Welcome to the Library Data Archive

Robert E. Molyneux

This is an archive of data and reports about libraries. Before the broader introduction, I'd like to provide short links to the data available now, those planned, or documentation or related publications in digital form. After this section, there is a broader discussion of this project.

Today (February 19, 2025) is moving day. For a number of years, the Library Research Service, an office of the Colorado State Library has graciously hosted this Archive as I worked on it. The Archive would not exist without their hosting it while I built it. Life goes on, things change, and they asked me to move it and waited patiently–or so it appeared to me. I thank the many people at the LRS who helped.

The last few years I have been busy and have not kept things up and, too, I lost access to data software that made life much easier so things go slower now. I will be updating these files and adding data from more libraries, provinces, countries.

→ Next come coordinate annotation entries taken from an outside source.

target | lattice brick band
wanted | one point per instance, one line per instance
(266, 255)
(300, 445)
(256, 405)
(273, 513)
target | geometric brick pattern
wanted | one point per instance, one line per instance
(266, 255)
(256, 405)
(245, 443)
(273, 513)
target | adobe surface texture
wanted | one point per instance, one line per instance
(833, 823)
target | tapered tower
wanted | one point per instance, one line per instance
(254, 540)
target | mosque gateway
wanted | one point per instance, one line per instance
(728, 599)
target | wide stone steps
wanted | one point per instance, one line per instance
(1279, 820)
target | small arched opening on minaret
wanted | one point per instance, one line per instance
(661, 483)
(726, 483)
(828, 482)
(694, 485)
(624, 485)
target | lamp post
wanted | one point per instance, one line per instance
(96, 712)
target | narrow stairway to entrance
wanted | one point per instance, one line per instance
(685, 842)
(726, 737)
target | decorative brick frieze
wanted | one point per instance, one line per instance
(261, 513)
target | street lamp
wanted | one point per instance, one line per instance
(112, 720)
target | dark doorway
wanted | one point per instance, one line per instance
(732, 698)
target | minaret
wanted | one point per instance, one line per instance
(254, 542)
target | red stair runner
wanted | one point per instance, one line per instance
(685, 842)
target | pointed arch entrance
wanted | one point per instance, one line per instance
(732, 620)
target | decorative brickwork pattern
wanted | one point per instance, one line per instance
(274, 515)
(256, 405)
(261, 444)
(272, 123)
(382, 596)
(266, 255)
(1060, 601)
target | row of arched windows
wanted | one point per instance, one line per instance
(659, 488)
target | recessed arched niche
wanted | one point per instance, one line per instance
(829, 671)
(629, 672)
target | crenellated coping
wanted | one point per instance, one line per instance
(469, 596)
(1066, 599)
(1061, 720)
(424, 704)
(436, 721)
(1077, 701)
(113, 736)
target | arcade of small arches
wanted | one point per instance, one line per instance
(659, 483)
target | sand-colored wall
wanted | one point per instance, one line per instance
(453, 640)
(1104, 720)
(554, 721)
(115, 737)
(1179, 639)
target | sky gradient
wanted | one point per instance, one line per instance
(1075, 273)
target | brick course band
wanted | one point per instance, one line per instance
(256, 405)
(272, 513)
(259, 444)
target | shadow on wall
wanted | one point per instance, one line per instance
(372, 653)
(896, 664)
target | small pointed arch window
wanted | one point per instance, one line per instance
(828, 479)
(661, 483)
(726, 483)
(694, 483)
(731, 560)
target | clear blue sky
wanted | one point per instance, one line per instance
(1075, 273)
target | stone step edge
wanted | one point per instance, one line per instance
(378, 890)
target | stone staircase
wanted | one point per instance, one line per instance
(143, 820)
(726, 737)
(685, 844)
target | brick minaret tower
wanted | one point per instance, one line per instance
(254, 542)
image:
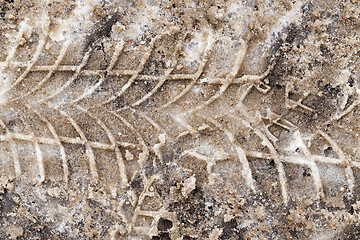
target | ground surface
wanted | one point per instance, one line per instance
(179, 119)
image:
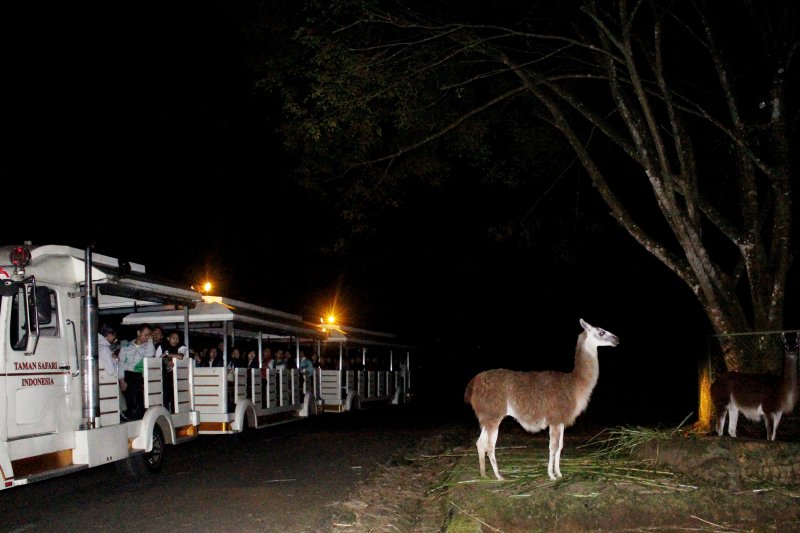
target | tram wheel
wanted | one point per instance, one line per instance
(145, 463)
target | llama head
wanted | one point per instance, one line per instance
(598, 336)
(790, 341)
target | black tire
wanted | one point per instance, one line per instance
(154, 459)
(145, 464)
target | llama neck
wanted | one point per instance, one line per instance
(587, 369)
(789, 388)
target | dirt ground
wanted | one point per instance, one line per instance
(670, 480)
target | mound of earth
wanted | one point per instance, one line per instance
(677, 482)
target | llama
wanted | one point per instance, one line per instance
(537, 399)
(757, 395)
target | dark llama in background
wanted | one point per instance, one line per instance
(537, 399)
(757, 395)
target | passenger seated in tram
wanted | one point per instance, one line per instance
(131, 360)
(267, 363)
(159, 342)
(306, 369)
(279, 360)
(214, 358)
(173, 350)
(109, 362)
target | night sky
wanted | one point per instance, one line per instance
(135, 129)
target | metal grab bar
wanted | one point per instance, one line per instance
(77, 370)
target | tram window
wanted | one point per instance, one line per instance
(51, 329)
(18, 334)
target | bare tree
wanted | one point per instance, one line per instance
(680, 108)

A note on dates. Generally library data are published one year at a time and longitudinal files that are necessary for orderly analysis of trends must be created. It also takes time to collect and vet the data before publication so the dates of publication will often be some years after the data were generated. In effect, we are managing our libraries through the rear-view mirror. Other fields have this problem, too, but have analysts who know how to do projections. One thing one needs is longitudinal files. For the longitudinal files, there will also be a delay in my adding newly published data to the file. Particularly with the software situation. I resolve to do better. One other aspect of dates. I dated these files with a date in the lower left-hand corner. That date is the last time I modified something on that file. That change might be a small one particularly on the very large files

I believe Kendon Stubbs and David Buxton did the first such longitudinal file of the data from the Association of Research Libraries. I used those data in my dissertation, and was invited to do a post-doc working for Kendon and have done quite a few such longitudinal recompilations since then. I have also collected digital library data because we librarians do not preserve our data. I think it was Frank Schick who was at one time Assistant Director of the Library Services Branch at the Office of Education, Department of Health, Education, and Welfare who started the train of thought that led me on this course. He was a lovely person and made the case that the US Government had to collect library data because librarians wouldn't. But, if one looks over the history of US library data, one will see that collecting library data is something the US government does sporadically. It will start up for a while and then whatever reasons existed for the effort changed, the effort is shut down. Oddly, we are going through a similar change now.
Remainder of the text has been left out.